Pourtant, la différence dérangeait. Le mien était terrible à gérer. Difficile. Épuisant. Les gens ont peur, les gens ne savent pas quoi faire, les gens n’aiment pas quand ça ne fit pas correctement. J’ai moi-même dû me battre avec mes propres conceptions, mon propre jugement facile, mon propre « chriss pourquoi qu’il ne fait pas comme les autres ». Mon p’tit, dans sa jeune vie un peu rock’n’roll a déjà dû faire face aux jugements, à la discrimination, à l’intolérance parce qu’il est juste une p’tite coche pas pareil, juste une p’tite affaire trop intense. J’ai entendu des commentaires comme « il n’est pas normal », « il a quelque chose », « il ne fait pas pareil que les autres ». Ça m’horrifiait au début. J’voulais qu’il fit comme il faut.
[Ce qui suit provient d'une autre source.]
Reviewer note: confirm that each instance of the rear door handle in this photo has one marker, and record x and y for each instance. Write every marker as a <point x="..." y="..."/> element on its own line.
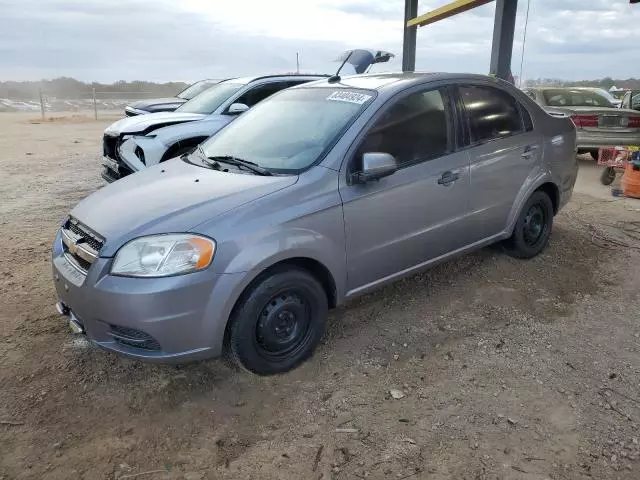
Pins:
<point x="448" y="178"/>
<point x="529" y="150"/>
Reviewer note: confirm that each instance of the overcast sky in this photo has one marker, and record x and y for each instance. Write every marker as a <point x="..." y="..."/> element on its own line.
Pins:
<point x="186" y="40"/>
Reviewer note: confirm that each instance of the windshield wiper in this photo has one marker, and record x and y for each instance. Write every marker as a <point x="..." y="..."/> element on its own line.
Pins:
<point x="239" y="162"/>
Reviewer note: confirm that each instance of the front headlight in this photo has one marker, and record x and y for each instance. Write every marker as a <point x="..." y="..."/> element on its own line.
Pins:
<point x="163" y="255"/>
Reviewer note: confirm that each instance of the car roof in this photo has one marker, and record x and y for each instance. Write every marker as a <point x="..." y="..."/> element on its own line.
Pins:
<point x="293" y="76"/>
<point x="392" y="80"/>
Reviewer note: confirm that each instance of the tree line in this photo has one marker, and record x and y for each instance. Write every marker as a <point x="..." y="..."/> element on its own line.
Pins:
<point x="72" y="89"/>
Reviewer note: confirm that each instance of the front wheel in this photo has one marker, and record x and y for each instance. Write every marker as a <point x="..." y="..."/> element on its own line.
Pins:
<point x="533" y="227"/>
<point x="278" y="323"/>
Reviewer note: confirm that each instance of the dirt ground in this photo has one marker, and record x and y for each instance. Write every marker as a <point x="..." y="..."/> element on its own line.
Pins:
<point x="509" y="369"/>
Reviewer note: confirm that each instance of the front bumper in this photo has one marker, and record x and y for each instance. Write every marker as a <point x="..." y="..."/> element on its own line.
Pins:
<point x="162" y="320"/>
<point x="593" y="140"/>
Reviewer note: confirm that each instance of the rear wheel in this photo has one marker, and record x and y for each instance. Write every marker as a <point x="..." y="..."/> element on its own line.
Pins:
<point x="533" y="227"/>
<point x="608" y="176"/>
<point x="278" y="323"/>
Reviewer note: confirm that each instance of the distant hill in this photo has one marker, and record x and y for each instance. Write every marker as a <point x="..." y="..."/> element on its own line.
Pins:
<point x="70" y="88"/>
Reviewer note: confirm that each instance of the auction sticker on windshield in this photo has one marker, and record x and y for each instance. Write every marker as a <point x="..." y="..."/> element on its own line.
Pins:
<point x="351" y="97"/>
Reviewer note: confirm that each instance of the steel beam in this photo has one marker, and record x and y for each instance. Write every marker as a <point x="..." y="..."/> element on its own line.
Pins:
<point x="503" y="28"/>
<point x="441" y="13"/>
<point x="409" y="43"/>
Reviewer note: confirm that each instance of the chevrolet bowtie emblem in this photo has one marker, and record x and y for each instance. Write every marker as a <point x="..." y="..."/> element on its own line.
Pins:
<point x="73" y="248"/>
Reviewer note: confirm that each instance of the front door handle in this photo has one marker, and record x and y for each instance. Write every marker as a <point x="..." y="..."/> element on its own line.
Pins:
<point x="529" y="150"/>
<point x="448" y="178"/>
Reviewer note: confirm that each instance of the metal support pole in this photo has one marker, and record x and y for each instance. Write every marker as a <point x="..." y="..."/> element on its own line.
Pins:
<point x="409" y="42"/>
<point x="95" y="105"/>
<point x="503" y="28"/>
<point x="41" y="105"/>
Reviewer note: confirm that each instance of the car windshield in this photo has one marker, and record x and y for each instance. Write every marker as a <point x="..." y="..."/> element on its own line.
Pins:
<point x="198" y="87"/>
<point x="290" y="131"/>
<point x="210" y="99"/>
<point x="575" y="98"/>
<point x="608" y="95"/>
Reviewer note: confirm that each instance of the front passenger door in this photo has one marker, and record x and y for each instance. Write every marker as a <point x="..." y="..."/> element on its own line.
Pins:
<point x="417" y="214"/>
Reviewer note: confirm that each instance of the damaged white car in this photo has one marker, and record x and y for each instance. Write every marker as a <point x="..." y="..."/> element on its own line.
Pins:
<point x="134" y="143"/>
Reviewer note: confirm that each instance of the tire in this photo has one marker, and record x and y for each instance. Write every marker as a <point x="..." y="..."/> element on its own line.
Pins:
<point x="533" y="227"/>
<point x="278" y="323"/>
<point x="608" y="176"/>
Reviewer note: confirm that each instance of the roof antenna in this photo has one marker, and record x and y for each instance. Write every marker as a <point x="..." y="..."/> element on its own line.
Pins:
<point x="336" y="77"/>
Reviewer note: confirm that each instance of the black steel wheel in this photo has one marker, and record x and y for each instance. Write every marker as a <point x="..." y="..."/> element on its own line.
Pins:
<point x="608" y="176"/>
<point x="533" y="227"/>
<point x="278" y="322"/>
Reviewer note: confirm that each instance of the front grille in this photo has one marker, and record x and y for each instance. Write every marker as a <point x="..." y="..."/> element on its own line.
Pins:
<point x="87" y="236"/>
<point x="133" y="338"/>
<point x="83" y="240"/>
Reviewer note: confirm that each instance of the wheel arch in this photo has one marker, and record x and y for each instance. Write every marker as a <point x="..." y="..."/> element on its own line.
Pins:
<point x="542" y="183"/>
<point x="553" y="191"/>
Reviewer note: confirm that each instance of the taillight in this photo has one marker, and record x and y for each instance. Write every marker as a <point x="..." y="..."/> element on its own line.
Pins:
<point x="585" y="120"/>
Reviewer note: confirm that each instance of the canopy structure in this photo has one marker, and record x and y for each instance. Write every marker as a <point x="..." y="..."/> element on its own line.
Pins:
<point x="503" y="29"/>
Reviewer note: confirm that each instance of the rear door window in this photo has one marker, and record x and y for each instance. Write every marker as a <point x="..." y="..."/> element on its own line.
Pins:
<point x="491" y="113"/>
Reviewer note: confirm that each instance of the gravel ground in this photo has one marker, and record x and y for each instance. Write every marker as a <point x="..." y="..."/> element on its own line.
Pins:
<point x="503" y="369"/>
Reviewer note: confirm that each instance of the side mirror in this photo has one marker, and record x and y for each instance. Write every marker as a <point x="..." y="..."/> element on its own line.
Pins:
<point x="375" y="165"/>
<point x="237" y="108"/>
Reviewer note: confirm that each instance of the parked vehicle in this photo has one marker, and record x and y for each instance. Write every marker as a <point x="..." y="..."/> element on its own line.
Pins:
<point x="631" y="100"/>
<point x="320" y="193"/>
<point x="132" y="144"/>
<point x="613" y="100"/>
<point x="598" y="123"/>
<point x="142" y="107"/>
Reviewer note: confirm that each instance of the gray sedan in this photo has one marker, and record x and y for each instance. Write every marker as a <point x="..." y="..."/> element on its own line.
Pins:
<point x="598" y="123"/>
<point x="321" y="193"/>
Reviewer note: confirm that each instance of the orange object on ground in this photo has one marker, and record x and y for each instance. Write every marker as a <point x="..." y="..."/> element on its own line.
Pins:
<point x="630" y="182"/>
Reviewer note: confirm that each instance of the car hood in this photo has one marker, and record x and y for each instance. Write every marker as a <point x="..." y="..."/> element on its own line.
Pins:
<point x="203" y="128"/>
<point x="154" y="102"/>
<point x="149" y="122"/>
<point x="172" y="197"/>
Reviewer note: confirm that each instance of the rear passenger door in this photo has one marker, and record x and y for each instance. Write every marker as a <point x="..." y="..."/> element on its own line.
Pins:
<point x="504" y="150"/>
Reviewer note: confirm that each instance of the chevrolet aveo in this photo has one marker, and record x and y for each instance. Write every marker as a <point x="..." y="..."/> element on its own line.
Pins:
<point x="323" y="192"/>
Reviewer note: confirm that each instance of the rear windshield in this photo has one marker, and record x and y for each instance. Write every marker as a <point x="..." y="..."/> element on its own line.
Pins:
<point x="574" y="98"/>
<point x="210" y="99"/>
<point x="197" y="88"/>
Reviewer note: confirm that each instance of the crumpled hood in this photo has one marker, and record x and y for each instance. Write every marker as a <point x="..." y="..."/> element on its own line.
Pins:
<point x="171" y="197"/>
<point x="145" y="123"/>
<point x="156" y="102"/>
<point x="202" y="128"/>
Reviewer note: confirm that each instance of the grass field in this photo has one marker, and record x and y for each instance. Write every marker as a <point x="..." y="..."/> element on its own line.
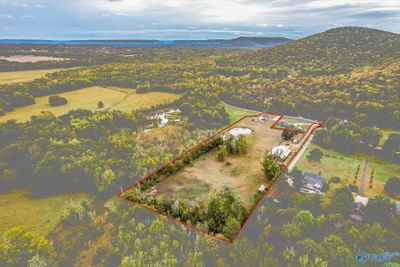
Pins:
<point x="385" y="136"/>
<point x="113" y="98"/>
<point x="243" y="175"/>
<point x="236" y="113"/>
<point x="24" y="76"/>
<point x="344" y="166"/>
<point x="39" y="215"/>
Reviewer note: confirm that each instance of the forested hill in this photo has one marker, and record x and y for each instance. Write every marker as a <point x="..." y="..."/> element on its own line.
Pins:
<point x="334" y="51"/>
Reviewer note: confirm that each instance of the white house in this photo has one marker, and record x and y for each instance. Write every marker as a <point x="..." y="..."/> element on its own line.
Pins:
<point x="281" y="151"/>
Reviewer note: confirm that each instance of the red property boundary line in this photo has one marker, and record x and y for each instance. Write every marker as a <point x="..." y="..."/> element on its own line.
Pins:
<point x="119" y="195"/>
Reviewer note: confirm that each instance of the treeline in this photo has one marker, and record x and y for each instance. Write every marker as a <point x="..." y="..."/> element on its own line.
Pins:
<point x="221" y="213"/>
<point x="349" y="137"/>
<point x="86" y="152"/>
<point x="368" y="96"/>
<point x="286" y="230"/>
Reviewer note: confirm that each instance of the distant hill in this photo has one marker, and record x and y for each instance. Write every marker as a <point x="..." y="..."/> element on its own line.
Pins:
<point x="254" y="42"/>
<point x="334" y="51"/>
<point x="240" y="42"/>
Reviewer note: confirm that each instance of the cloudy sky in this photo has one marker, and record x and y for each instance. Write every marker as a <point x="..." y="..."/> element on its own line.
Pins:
<point x="189" y="19"/>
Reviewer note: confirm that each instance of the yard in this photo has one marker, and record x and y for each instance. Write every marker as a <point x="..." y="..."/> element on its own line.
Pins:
<point x="332" y="161"/>
<point x="113" y="98"/>
<point x="25" y="75"/>
<point x="240" y="173"/>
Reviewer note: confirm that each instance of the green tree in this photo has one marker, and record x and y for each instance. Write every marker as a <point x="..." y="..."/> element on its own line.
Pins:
<point x="392" y="187"/>
<point x="100" y="104"/>
<point x="271" y="166"/>
<point x="19" y="246"/>
<point x="231" y="228"/>
<point x="221" y="153"/>
<point x="56" y="100"/>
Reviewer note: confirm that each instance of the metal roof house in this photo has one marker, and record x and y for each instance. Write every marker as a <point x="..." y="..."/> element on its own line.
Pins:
<point x="315" y="180"/>
<point x="281" y="151"/>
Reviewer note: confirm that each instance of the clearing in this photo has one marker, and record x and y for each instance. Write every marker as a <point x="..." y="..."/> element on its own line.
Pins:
<point x="25" y="75"/>
<point x="332" y="161"/>
<point x="236" y="113"/>
<point x="39" y="215"/>
<point x="123" y="99"/>
<point x="241" y="173"/>
<point x="31" y="58"/>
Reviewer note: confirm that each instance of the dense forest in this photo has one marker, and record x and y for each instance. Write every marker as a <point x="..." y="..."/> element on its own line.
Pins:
<point x="347" y="78"/>
<point x="286" y="230"/>
<point x="366" y="91"/>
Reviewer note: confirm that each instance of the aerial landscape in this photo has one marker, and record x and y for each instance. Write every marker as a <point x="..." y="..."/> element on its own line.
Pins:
<point x="220" y="133"/>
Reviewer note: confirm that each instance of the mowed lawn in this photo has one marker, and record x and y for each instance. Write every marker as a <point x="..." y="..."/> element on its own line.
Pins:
<point x="113" y="98"/>
<point x="344" y="166"/>
<point x="40" y="215"/>
<point x="385" y="135"/>
<point x="24" y="76"/>
<point x="240" y="173"/>
<point x="236" y="113"/>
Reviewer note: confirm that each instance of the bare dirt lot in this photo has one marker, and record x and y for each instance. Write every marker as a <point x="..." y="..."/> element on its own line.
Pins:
<point x="241" y="173"/>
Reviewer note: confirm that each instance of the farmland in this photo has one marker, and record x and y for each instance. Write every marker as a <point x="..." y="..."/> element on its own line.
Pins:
<point x="241" y="174"/>
<point x="332" y="161"/>
<point x="40" y="215"/>
<point x="24" y="76"/>
<point x="123" y="99"/>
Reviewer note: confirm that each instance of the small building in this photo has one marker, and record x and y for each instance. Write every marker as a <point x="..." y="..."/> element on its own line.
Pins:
<point x="264" y="117"/>
<point x="315" y="181"/>
<point x="361" y="200"/>
<point x="281" y="151"/>
<point x="283" y="123"/>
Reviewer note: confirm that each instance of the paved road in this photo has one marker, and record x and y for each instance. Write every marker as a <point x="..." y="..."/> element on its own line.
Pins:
<point x="364" y="177"/>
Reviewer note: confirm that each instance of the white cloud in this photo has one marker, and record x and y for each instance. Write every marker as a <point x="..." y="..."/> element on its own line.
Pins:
<point x="7" y="16"/>
<point x="20" y="4"/>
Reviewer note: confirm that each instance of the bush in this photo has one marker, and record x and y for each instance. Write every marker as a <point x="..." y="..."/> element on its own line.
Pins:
<point x="56" y="100"/>
<point x="392" y="187"/>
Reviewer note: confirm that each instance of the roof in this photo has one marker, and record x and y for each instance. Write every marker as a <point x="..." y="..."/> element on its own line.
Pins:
<point x="282" y="151"/>
<point x="362" y="200"/>
<point x="312" y="178"/>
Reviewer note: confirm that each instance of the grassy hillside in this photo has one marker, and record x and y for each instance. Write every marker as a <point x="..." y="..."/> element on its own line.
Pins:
<point x="336" y="50"/>
<point x="333" y="161"/>
<point x="40" y="215"/>
<point x="24" y="76"/>
<point x="113" y="98"/>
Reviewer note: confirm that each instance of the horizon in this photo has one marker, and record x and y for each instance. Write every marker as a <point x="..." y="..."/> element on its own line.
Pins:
<point x="189" y="20"/>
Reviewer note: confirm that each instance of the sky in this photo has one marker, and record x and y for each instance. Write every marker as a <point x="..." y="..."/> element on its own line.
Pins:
<point x="189" y="19"/>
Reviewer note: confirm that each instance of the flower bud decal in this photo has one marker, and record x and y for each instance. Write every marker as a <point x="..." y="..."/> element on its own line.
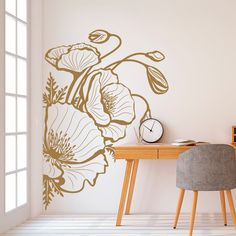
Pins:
<point x="99" y="36"/>
<point x="155" y="56"/>
<point x="157" y="80"/>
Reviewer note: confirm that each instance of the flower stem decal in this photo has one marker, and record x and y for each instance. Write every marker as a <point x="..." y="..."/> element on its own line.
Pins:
<point x="92" y="112"/>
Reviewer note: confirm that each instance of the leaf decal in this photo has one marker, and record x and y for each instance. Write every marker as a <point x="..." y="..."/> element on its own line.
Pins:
<point x="53" y="95"/>
<point x="99" y="36"/>
<point x="156" y="56"/>
<point x="157" y="80"/>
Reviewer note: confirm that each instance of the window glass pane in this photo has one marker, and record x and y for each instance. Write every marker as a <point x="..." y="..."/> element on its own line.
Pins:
<point x="21" y="151"/>
<point x="21" y="115"/>
<point x="10" y="192"/>
<point x="10" y="114"/>
<point x="10" y="153"/>
<point x="22" y="9"/>
<point x="10" y="74"/>
<point x="10" y="34"/>
<point x="21" y="76"/>
<point x="21" y="188"/>
<point x="21" y="39"/>
<point x="10" y="6"/>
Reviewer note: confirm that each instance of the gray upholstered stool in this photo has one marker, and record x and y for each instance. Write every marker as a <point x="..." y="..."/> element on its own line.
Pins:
<point x="207" y="168"/>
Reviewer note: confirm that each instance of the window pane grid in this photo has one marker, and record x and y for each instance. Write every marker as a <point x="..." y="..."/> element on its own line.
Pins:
<point x="16" y="107"/>
<point x="15" y="17"/>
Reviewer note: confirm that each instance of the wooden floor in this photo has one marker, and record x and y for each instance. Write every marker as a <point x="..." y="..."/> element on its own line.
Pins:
<point x="206" y="224"/>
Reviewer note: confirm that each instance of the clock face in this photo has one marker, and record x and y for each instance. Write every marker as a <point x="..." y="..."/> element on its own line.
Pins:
<point x="151" y="130"/>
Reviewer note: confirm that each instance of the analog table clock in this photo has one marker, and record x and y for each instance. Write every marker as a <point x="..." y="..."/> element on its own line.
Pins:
<point x="151" y="130"/>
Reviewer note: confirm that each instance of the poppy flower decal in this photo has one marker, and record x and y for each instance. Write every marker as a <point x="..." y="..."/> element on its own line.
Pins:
<point x="92" y="112"/>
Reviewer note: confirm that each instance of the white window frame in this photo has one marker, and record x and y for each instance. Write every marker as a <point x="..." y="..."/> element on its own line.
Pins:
<point x="21" y="213"/>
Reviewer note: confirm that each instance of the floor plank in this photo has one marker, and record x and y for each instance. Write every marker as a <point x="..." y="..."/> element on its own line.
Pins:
<point x="140" y="225"/>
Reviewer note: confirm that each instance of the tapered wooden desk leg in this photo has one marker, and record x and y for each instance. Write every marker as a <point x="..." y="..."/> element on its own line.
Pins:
<point x="180" y="201"/>
<point x="222" y="200"/>
<point x="124" y="191"/>
<point x="193" y="212"/>
<point x="231" y="206"/>
<point x="131" y="187"/>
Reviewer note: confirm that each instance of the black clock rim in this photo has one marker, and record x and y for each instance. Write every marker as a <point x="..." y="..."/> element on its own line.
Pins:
<point x="157" y="121"/>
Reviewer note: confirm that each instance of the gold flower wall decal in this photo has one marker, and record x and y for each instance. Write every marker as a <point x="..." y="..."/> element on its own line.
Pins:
<point x="85" y="118"/>
<point x="74" y="58"/>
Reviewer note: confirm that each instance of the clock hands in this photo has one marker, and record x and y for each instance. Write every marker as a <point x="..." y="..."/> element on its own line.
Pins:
<point x="152" y="126"/>
<point x="148" y="128"/>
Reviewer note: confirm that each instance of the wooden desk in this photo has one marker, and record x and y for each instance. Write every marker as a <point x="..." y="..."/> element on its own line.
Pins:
<point x="132" y="154"/>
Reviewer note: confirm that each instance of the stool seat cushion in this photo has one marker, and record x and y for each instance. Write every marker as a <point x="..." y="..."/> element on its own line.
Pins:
<point x="210" y="167"/>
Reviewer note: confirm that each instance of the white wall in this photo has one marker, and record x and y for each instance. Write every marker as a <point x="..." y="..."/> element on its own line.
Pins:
<point x="36" y="71"/>
<point x="198" y="39"/>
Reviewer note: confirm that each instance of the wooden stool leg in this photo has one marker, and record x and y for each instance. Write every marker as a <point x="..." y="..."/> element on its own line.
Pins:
<point x="193" y="212"/>
<point x="131" y="188"/>
<point x="180" y="201"/>
<point x="124" y="191"/>
<point x="222" y="200"/>
<point x="231" y="205"/>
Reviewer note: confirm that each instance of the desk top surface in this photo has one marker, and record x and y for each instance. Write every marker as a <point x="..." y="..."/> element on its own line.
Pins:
<point x="151" y="146"/>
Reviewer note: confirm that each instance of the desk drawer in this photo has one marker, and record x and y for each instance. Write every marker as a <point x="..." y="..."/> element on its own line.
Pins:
<point x="136" y="154"/>
<point x="172" y="153"/>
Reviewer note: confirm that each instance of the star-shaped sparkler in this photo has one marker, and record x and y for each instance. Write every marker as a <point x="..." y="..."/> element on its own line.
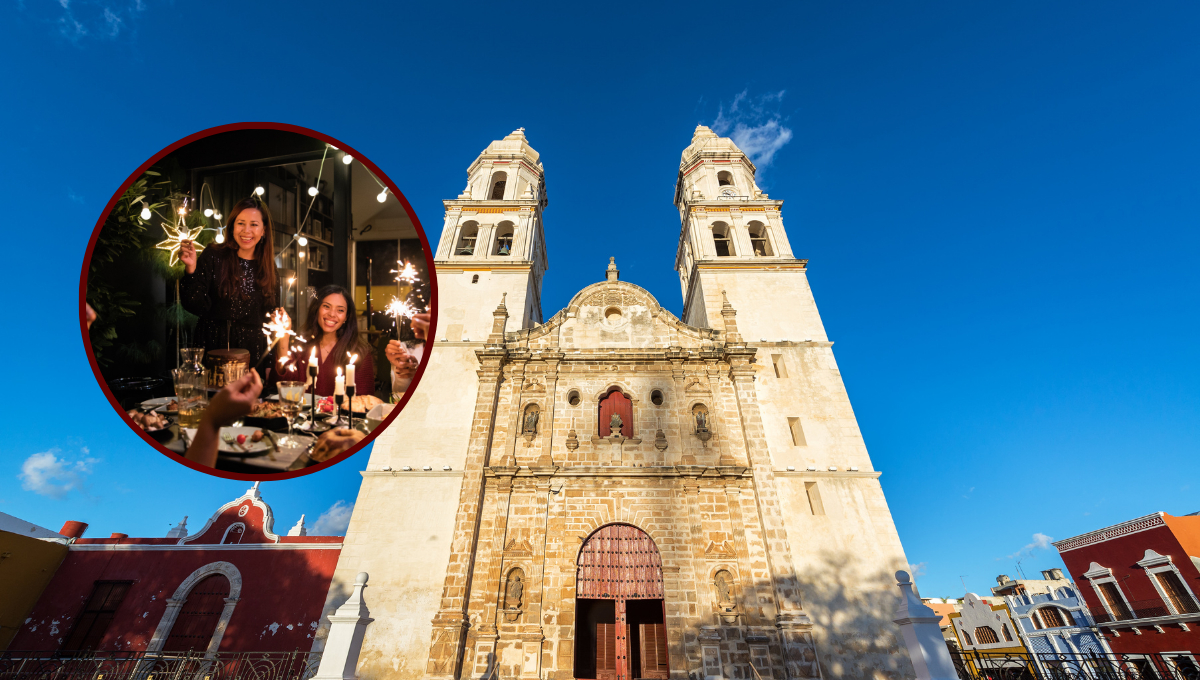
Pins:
<point x="175" y="238"/>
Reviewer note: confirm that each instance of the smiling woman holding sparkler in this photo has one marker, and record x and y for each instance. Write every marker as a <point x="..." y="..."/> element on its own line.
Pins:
<point x="231" y="286"/>
<point x="333" y="332"/>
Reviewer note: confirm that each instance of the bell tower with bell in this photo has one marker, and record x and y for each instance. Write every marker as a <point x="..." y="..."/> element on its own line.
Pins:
<point x="733" y="242"/>
<point x="493" y="242"/>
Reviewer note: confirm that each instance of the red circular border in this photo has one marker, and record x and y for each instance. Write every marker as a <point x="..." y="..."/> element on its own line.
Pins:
<point x="429" y="263"/>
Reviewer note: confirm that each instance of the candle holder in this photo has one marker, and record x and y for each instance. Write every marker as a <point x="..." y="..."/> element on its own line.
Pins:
<point x="312" y="404"/>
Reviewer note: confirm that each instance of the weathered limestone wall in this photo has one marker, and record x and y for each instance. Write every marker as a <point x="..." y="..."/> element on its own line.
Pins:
<point x="846" y="559"/>
<point x="400" y="534"/>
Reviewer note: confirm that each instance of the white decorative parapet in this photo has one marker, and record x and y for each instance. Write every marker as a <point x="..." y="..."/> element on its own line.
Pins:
<point x="922" y="633"/>
<point x="348" y="624"/>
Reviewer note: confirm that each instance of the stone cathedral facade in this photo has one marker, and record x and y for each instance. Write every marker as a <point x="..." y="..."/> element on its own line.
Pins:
<point x="617" y="492"/>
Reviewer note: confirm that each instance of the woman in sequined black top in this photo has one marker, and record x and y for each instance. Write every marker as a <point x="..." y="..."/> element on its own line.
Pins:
<point x="231" y="286"/>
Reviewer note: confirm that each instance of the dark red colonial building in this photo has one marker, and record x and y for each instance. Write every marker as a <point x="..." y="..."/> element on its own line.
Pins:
<point x="232" y="587"/>
<point x="1140" y="579"/>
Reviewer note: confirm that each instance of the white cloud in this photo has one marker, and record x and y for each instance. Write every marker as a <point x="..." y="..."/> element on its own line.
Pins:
<point x="52" y="474"/>
<point x="755" y="125"/>
<point x="1041" y="542"/>
<point x="103" y="19"/>
<point x="334" y="521"/>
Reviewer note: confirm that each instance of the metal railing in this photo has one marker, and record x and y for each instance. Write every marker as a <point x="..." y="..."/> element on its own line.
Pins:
<point x="157" y="666"/>
<point x="1145" y="609"/>
<point x="1023" y="666"/>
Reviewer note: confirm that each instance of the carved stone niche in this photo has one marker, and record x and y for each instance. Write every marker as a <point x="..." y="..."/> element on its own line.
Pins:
<point x="726" y="606"/>
<point x="529" y="421"/>
<point x="514" y="595"/>
<point x="700" y="417"/>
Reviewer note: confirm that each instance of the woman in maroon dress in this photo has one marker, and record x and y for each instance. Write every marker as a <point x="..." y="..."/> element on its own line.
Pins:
<point x="333" y="329"/>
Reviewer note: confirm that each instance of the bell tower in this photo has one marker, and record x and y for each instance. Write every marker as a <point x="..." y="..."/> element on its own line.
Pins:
<point x="732" y="241"/>
<point x="493" y="244"/>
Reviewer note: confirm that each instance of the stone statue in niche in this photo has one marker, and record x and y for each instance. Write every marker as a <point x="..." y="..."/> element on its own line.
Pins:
<point x="723" y="588"/>
<point x="514" y="593"/>
<point x="615" y="425"/>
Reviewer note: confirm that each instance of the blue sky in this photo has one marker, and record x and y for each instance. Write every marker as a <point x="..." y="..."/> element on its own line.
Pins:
<point x="997" y="202"/>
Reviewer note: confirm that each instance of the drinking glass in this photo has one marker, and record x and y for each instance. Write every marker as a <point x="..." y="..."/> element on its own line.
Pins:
<point x="191" y="393"/>
<point x="291" y="396"/>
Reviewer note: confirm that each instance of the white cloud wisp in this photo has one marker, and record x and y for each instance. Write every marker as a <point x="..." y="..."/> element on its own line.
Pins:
<point x="755" y="125"/>
<point x="334" y="521"/>
<point x="53" y="475"/>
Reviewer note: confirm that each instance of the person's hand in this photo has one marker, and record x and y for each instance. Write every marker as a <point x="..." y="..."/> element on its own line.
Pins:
<point x="421" y="325"/>
<point x="334" y="443"/>
<point x="401" y="361"/>
<point x="187" y="256"/>
<point x="235" y="401"/>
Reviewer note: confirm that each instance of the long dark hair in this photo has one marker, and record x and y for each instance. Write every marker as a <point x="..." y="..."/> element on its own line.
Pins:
<point x="264" y="253"/>
<point x="349" y="341"/>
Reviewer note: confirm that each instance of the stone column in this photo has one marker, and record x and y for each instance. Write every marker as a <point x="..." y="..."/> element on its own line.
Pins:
<point x="922" y="635"/>
<point x="347" y="627"/>
<point x="450" y="623"/>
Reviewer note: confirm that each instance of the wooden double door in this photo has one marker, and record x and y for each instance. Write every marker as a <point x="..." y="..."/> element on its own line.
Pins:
<point x="621" y="623"/>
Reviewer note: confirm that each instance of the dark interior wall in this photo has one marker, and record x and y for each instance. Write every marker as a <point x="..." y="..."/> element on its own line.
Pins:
<point x="588" y="614"/>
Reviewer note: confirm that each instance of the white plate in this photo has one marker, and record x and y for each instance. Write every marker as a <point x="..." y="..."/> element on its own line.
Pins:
<point x="261" y="446"/>
<point x="156" y="403"/>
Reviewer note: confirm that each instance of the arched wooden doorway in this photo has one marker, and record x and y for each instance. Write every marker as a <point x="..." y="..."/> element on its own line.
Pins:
<point x="619" y="614"/>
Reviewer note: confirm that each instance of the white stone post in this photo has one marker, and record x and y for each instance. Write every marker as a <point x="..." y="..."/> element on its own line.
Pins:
<point x="923" y="636"/>
<point x="347" y="627"/>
J’voulais que ça soit facile pour lui parce que moi, j’ai jamais fitté dans le moule. J’ai toujours été un peu à côté de la track de la normalité. Pis c’est là que j’me suis dit : on n’est pas supposé accepter la différence? Où est le beau : « chaque enfant est précieux et unique? » 
  
Maintenant, j’ai compris qu’effectivement, tous les enfants sont différents. Et tous les adultes qui gravitent autour également. Les parents comme les intervenants n’ont pas toujours les mêmes façons de penser, d’agir, d’intervenir. Je trouve seulement attristant quand des personnes affirment accepter la différence, mais agissent en rejetant mon enfant. Maintenant, il est dans un autre établissement. Il est le même enfant, avec toutes ses qualités et ses défauts. Mais le soir quand j’arrive, il n’est plus le p’tit tannant. Je ne sens plus ce découragement, cette impuissance, ce négativisme alourdissant. Il n’est plus cet enfant-là, le p’tit chriss. Il est comme les autres, il a ses aspects positifs et négatifs, ses qualités et ses défauts. Je ne suis plus le parent du p’tit chriss. Je suis le parent du p’tit garçon là, lui juste là, dans le coin, celui qui bouge beaucoup, saute et culbute, qui chantonne I Dreamed a Dream pis qui joue aux pouliches. Pis c’est parfait de même.